No wonder the Russian president referred to the tycoon during a joint news conference with Donald Trump. What is interesting, however, is that in Helsinki, the Russian leader used almost exactly the same type of argument that he used in an interview with Austria’s ORF television, in June 2018. “He intervenes in things all over the world. But the State Department will tell you that it has nothing to do with that, that this is the personal business of Mr. Soros.”
This statement gives an obviously ironic nuance to its reiteration, in a much-attenuated form, in the press conference held together with the former American president. Trump did not intervene after Putin’s statement because he does not like Soros either. In fact, the former American leader not only displays an antipathy to Soros that he inherited from the party, but also a personal contempt (which the billionaire reciprocates).
During George W. Bush’s presidency, Soros became a key donor to the Democrats and their progressive causes, “angered by what he saw as an effort by the Bush administration to use the war on terror to stoke fear and stifle dissent”, the NYT wrote. Soros was one of the first donors in Barack Obama’s 2008 presidential campaign, and he said that after being elected, “he closed the door on” him. That didn’t stop him from contributing more than $25 million to Hillary Clinton and other Democratic candidates in the 2016 election. Maybe it’s because, as he once said, he was “very afraid” that Trump would “blow up the world rather than suffer a setback to his narcissism”.
He would later say that he was pleased to see that the president’s ego had led him to reach out to North Korea. “I think the danger of nuclear war has been greatly reduced, and that’s a big relief.”

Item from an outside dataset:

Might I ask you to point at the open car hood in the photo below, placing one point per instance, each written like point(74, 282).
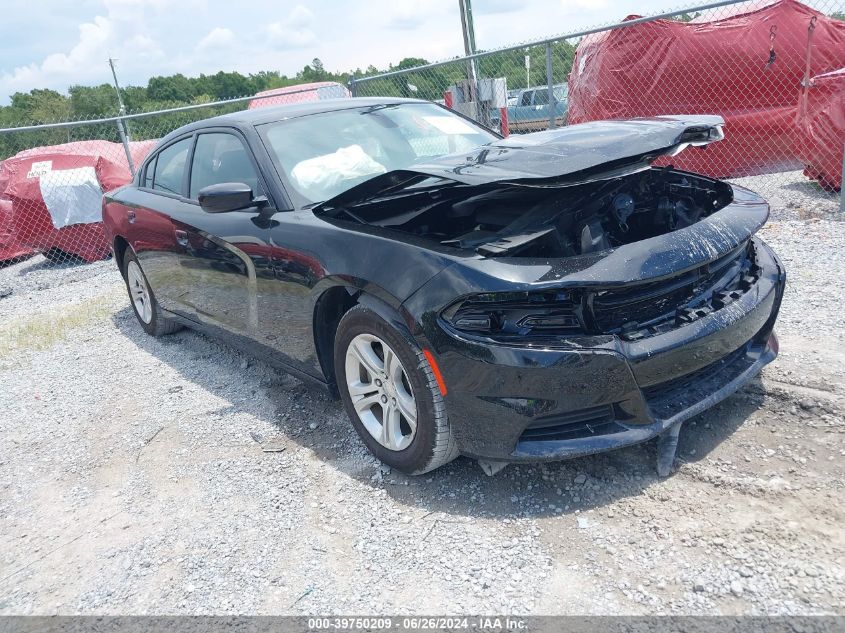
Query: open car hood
point(570, 155)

It’s not that Soros suddenly changed his mind about his political orientation. On the contrary, before the legislative elections in November 2018, he donated another $15 million to Democratic candidates.
George Soros’ dream
Today, the Open Society Foundation spends nearly $940 million annually on programs in more than 100 countries, with about 37 regional offices designed to encourage “vibrant and inclusive societies, grounded in respect for human rights and the rule of law, whose governments are accountable and open to the participation of all people”. But while praising his support for projects that really contribute to society’s progress, non-partisan critics of George Soros’ work see a danger in the billionaire’s investments in the Democratic Party, no matter how ill-equipped for the crises of the moment it may be.

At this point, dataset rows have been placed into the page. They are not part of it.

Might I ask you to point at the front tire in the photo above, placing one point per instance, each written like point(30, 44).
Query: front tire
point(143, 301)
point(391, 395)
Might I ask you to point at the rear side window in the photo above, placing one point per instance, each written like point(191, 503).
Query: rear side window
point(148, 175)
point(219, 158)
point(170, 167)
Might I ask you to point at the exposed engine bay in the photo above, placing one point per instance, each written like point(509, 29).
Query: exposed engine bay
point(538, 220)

Then, “from a democratic perspective, though, this single wealthy person’s ability to shape public affairs is catastrophic” for that open society which Soros advocates for, The Guardian notes. In fact, his presence as a billionaire (along with a few other names that form that 1% whose hands hold the bulk of the world’s financial power), is in itself an obstacle that threatens the ideals of equal opportunities, resources, and access, which characterise the cosmopolitan and open society that Soros dreams of. In a world where people have to fight hard to achieve a truly competitive meritocracy, equality, tolerance and acceptance are doomed to remain chimeras.
As faithful as he is to his ideals, Soros, unfortunately, cannot overcome the paradoxes that have capped the ideals of his mentor, Karl Popper.
After spending an astonishing proportion of his wealth to rebuild societies according to a model he considers most efficient and closest to the real needs of the world, he found that societies were deeply vulnerable to the egocentric manipulations of political leaders. But his struggle to open up societies remains his priority as a leader—not as a politician, but as a tycoon. It is a sign that Soros cannot escape the paradox that societies need democracy. Still, democracy is not a priority for many societies; it must somehow be instilled. Isn’t the struggle to instil democracy a form of totalitarianism, even if well-intentioned?